I used to spend a lot of time at the Palladium on Broadway, watching the real people dance the Cha Cha Cha and although their clothes were not what you would find in Vogue, I thought their movements were as elegant as anything I had ever seen. So I hired two dancers from West Side Story and in my studio I had them dance, and when I liked a movement, I would have the model copy it. In order to make it appropriate for Vogue I would just give them a little extra to do like ….holding a glass of wine, holding a compact, managing a cat or dog and the accompanying photos were the result. Whenever I look at them I can hear the music and feel their movements.

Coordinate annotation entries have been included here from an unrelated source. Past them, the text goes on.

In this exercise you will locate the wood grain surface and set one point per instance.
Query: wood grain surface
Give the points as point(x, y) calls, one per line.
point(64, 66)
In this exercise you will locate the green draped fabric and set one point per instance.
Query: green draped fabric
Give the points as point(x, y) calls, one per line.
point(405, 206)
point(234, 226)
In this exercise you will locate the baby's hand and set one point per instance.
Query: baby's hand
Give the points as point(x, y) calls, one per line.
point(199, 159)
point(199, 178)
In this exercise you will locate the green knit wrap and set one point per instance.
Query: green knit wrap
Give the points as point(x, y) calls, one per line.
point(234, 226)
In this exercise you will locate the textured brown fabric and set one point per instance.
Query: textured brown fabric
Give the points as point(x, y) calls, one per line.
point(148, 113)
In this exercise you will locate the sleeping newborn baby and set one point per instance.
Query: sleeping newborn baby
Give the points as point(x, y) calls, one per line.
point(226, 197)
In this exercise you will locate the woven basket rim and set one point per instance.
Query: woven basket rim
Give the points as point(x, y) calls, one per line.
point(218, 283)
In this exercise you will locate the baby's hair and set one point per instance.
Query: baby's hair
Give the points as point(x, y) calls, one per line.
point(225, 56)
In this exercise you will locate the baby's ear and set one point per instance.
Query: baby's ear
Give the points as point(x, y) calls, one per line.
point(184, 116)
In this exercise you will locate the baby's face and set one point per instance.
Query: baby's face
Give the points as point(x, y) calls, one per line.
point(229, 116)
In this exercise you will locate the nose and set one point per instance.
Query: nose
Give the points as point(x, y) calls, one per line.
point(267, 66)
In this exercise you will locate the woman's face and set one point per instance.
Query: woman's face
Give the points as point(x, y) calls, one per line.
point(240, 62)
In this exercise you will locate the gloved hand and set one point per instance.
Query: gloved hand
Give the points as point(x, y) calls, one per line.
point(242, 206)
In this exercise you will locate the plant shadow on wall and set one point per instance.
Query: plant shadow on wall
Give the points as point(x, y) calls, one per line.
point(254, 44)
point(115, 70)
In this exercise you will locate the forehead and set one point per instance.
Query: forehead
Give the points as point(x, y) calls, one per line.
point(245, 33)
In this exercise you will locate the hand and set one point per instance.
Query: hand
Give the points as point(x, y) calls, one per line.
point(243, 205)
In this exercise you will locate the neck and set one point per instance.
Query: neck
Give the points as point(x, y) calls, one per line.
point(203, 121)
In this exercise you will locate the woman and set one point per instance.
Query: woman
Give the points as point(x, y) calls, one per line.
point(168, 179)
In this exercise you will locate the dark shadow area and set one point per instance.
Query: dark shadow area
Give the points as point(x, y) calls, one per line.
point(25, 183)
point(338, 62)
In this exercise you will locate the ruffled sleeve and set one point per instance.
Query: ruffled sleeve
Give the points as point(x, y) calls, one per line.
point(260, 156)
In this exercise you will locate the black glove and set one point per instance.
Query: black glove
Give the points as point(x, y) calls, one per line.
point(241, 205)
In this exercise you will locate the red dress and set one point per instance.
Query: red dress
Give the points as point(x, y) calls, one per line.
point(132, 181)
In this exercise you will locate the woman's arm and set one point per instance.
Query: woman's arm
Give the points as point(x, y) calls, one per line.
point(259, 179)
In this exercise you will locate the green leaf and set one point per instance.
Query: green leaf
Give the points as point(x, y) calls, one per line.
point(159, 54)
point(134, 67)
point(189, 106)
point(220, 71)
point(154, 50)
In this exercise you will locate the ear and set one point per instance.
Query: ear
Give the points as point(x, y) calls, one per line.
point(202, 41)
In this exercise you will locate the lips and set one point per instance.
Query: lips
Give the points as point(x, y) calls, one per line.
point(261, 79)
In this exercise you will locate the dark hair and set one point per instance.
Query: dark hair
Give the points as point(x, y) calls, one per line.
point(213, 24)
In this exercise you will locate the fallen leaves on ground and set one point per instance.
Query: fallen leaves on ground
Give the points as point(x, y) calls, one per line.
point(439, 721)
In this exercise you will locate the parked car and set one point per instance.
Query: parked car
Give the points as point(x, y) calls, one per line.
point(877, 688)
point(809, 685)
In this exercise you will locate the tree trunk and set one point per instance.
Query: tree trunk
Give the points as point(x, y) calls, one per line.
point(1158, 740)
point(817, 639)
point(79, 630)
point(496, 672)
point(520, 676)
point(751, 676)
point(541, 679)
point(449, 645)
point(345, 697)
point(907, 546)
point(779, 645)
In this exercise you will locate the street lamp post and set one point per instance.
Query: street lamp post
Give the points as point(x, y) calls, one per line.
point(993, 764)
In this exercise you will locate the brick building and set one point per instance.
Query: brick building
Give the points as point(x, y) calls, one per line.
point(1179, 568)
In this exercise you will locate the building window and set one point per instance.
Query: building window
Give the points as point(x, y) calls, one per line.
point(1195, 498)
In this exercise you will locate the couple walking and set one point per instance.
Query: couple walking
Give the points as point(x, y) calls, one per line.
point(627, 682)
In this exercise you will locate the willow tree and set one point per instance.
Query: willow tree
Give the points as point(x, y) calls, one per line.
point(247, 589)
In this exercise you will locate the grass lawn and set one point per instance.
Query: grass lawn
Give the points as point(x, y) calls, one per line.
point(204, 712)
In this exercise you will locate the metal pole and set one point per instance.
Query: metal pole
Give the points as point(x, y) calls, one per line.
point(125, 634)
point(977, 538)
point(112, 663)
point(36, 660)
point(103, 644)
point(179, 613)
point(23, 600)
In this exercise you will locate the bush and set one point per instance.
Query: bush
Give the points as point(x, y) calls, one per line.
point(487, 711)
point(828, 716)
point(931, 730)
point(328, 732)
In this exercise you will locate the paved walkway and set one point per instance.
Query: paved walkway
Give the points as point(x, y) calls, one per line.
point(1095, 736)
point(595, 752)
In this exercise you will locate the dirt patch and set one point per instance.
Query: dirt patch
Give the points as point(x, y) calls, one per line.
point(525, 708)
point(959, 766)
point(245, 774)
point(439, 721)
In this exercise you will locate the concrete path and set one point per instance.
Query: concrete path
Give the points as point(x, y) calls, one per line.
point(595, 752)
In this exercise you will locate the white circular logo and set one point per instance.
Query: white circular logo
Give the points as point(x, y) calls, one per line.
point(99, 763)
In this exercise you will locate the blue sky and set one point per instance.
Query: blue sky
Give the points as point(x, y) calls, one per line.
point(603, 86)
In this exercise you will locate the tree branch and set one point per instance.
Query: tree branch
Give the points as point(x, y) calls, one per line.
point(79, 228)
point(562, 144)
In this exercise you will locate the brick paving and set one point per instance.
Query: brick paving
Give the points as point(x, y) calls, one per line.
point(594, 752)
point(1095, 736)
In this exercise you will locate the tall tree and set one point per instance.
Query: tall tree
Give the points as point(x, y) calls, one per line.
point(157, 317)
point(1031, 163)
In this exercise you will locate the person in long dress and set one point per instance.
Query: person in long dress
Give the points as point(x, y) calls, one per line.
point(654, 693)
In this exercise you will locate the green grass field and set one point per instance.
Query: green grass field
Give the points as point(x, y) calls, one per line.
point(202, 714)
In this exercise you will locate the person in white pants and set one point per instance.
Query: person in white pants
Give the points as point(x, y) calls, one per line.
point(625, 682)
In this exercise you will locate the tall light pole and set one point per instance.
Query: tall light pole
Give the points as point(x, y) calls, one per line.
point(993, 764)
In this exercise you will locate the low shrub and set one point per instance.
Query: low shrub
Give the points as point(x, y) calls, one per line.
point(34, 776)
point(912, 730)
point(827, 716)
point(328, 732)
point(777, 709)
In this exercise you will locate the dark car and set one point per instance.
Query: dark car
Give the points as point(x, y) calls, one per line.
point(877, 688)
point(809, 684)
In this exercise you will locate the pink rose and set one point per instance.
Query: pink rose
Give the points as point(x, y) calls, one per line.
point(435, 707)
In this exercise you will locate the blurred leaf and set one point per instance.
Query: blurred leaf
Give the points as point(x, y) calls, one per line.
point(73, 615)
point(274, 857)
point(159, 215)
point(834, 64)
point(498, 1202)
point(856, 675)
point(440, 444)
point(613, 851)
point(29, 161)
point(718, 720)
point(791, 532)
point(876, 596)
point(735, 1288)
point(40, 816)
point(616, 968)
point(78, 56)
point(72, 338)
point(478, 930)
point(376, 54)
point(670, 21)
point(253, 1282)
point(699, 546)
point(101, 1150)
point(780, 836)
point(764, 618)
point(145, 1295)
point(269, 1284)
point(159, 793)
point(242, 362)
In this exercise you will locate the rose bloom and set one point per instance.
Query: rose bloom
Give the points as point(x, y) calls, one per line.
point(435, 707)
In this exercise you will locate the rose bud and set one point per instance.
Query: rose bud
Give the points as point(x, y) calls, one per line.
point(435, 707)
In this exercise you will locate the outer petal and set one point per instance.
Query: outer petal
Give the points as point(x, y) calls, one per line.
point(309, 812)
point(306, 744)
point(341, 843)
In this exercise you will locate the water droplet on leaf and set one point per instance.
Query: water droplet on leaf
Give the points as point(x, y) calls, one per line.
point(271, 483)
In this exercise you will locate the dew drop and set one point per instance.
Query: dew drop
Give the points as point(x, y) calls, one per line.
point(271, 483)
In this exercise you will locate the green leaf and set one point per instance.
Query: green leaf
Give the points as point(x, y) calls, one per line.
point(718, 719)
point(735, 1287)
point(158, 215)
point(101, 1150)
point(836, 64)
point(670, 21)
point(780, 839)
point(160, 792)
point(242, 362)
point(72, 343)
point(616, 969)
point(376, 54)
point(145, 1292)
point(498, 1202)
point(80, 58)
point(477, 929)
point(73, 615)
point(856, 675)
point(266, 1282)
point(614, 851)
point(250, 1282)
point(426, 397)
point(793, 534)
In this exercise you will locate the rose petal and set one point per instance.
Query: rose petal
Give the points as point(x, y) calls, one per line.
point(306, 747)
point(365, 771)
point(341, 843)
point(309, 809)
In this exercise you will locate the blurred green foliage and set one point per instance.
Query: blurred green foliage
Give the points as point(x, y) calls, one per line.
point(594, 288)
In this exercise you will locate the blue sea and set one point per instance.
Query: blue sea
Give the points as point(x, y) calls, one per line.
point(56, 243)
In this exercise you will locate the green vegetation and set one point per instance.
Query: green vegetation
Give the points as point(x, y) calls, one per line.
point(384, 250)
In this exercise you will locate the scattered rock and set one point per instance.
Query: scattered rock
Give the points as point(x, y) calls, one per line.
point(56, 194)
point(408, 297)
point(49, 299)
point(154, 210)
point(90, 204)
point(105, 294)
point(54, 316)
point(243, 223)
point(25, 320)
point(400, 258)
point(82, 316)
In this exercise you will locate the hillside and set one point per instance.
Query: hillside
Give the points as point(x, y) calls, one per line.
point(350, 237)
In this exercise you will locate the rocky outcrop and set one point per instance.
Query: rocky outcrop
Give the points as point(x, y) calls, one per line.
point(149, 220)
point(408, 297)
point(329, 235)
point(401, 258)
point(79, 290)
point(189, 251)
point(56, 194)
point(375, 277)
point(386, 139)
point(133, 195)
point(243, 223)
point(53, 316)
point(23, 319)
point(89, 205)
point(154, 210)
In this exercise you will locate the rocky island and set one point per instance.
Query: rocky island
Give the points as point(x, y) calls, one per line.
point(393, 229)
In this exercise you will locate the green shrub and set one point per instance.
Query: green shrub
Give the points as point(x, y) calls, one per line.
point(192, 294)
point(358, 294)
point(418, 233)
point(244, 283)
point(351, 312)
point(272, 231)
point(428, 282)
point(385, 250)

Jerry Schatzberg was born in 1927 in Bronx, New York. Over the past three decades Schatzberg has excelled in both the realms of photography and filmmaking. Published in Vogue, McCall’s, Esquire, Glamour, and Life in the 1960s. Schatzberg captured intimate portraits of the generations most notable artists, celebrities and thinkers (from Bob Dylan to Robert Rauschenberg), and he pushed on in the 1970s to the medium of film and participated in the renaissance of American cinema, directing films such as: PUZZLE OF A DOWNFALL CHILD, THE PANIC IN NEEDLE PARK, and SCARECROW. His films mark a significant time in the history of film when the importance of solid and introspective narrative proved paramount. WOMEN THEN, a collection of Schatzberg’s rarely seen black-and-white photographs, taken of women in the 1950s and 1960s, was published by Rizzoli in 2010.